I think the term for what I’m trying to say is like savor. Like, when you’re in an experience, really like talking to yourself about how great the experience is. If we went, you know, I used to run with my husband used to run a lot, with my husband like 10 miles. And today, we just went for a really nice, like, in between a walk and a hike. All the whole time I was like, look how great these ferns are. And that dog is really beautiful. And, you know, this is so, the weather’s incredible, it was really nice out. And, you know, then we went and had a really nice little breakfast where I had a super great little breakfast scramble. And like just really, when you’re having something that’s enjoyable, being like, wow, this poblano pepper was smoked perfectly. And I love how they put the sour cream on this. And just really highlighting what’s happening as it’s happening, you know, and really just sinking into that so that you can, your brain is set up to think about the negative to protect you. But like really making it a practice to dig into the positive.

Cheryl:  1:28:34

I love what — it really sounds like the essence of mindfulness, which is like, you know, awareness and presence in being present in the present moment, which is hard to do 

Maggie:  1:28:44

It’s a little different, because mindfulness asks you to sort of step out of something that’s happening and think about how you’re experiencing it, like being mindful. Being embodied is feeling it, and really allowing yourself to feel it and allowing yourself to lean into the feeling of it.

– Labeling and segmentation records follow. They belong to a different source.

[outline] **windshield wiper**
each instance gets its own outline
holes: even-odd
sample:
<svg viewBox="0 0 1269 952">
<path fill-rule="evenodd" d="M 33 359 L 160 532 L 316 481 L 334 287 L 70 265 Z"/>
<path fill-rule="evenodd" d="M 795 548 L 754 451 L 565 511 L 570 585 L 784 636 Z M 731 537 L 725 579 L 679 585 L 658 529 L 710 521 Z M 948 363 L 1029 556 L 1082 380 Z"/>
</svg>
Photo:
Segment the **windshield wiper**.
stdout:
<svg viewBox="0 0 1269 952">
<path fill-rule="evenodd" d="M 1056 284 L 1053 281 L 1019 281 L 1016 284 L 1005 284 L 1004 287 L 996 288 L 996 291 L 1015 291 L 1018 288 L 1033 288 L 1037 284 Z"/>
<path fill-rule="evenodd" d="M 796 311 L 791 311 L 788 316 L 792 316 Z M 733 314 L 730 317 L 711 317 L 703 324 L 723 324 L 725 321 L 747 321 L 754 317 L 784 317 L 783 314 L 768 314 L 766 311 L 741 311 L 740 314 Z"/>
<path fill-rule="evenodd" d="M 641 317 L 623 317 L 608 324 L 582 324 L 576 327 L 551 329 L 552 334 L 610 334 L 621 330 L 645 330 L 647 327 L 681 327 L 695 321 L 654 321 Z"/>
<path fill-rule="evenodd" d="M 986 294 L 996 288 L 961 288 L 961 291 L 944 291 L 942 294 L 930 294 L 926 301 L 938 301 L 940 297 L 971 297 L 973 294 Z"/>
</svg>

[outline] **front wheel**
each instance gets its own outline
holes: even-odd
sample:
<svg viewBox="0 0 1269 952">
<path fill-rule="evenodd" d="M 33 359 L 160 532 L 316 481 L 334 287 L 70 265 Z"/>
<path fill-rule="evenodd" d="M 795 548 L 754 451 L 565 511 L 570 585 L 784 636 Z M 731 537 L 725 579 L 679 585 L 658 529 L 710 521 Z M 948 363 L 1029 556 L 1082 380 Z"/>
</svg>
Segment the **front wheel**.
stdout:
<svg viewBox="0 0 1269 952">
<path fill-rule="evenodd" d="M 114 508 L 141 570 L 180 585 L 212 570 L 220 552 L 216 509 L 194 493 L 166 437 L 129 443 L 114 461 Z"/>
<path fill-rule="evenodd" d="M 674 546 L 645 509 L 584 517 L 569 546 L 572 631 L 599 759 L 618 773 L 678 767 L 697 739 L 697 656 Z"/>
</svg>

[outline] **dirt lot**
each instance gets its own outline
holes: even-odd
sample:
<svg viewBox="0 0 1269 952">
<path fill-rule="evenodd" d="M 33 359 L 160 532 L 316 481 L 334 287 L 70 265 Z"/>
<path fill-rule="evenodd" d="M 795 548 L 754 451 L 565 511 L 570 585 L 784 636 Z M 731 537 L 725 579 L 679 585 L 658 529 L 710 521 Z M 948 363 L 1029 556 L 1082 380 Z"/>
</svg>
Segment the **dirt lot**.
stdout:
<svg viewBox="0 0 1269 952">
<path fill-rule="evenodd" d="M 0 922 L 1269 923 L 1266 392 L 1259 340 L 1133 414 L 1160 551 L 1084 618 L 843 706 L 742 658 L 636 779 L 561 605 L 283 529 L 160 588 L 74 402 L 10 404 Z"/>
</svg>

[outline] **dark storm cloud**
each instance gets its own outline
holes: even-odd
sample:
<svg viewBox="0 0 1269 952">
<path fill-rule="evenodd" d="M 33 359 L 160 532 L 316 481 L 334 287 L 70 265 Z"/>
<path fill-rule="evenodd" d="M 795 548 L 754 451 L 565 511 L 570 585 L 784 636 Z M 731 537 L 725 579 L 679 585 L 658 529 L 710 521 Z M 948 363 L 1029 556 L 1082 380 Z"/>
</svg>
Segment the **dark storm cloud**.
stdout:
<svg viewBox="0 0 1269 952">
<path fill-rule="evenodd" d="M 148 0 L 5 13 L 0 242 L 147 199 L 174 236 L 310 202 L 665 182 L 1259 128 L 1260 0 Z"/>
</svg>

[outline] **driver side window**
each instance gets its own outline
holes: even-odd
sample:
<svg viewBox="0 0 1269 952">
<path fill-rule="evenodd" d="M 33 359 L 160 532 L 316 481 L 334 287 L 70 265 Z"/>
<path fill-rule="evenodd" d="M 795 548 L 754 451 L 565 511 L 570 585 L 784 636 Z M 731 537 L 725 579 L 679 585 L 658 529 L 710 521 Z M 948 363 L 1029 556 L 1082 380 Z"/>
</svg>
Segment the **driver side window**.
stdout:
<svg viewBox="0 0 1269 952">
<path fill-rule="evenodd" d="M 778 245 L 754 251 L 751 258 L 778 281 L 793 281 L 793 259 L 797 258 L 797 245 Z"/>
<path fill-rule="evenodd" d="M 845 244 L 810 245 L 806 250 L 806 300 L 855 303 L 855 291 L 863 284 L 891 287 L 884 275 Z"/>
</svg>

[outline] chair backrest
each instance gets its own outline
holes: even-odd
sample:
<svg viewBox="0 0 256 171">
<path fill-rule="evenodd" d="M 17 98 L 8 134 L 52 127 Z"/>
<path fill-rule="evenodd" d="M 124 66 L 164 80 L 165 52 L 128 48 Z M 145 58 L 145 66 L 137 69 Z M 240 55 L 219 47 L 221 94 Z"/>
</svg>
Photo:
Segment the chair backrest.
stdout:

So, it’s a similar related concept. And I think being embodied can help you then be more mindful. But we don’t have to always think about how we’re feeling. Sometimes you just feel and I think that’s the key. 

Cheryl:  1:29:13

Yeah, yeah, I once — I’m still taking this around in my head, and then we’ll wrap up, but there’s a Tik Tok video with a psychologist and he said, “The opposite of anxiety isn’t peaceful, isn’t feeling peaceful. It’s feeling, it’s being present.” And I was like, whoa, that is — you know, my anxiety it always about the future. So, when I’m present, it’s actually truly present. I’m not worrying about the future, you know, anyway, so that’s how I apply it to me. But I love that concept. If you can’t run, enjoy the walk, this kind of example with your husband. That’s beautiful. Well, and I’ll put links to everything we talked about in the show notes and you can find Maggie on Ms Maggie — @Ms.Maggie.Makes on Instagram. I love that. And just thank you so, so much for taking the time. 

Maggie:  1:30:02

And Substack. 

Cheryl:  1:30:03

And Substack, yes.

Maggie:  1:30:04

And Substack.

Cheryl:  1:30:05

Maggierussell.substack.com

Maggie:  1:30:07

Yes. I write about illness and faith and birds and a whole thing on Tim Gunn. But that’s for another day.

Cheryl:  1:30:16

Project Runway? Okay. Okay. Oh, I gotta read that one. I’m behind. Well, thank you so much. And we’ll talk to you later! Bye-bye for now.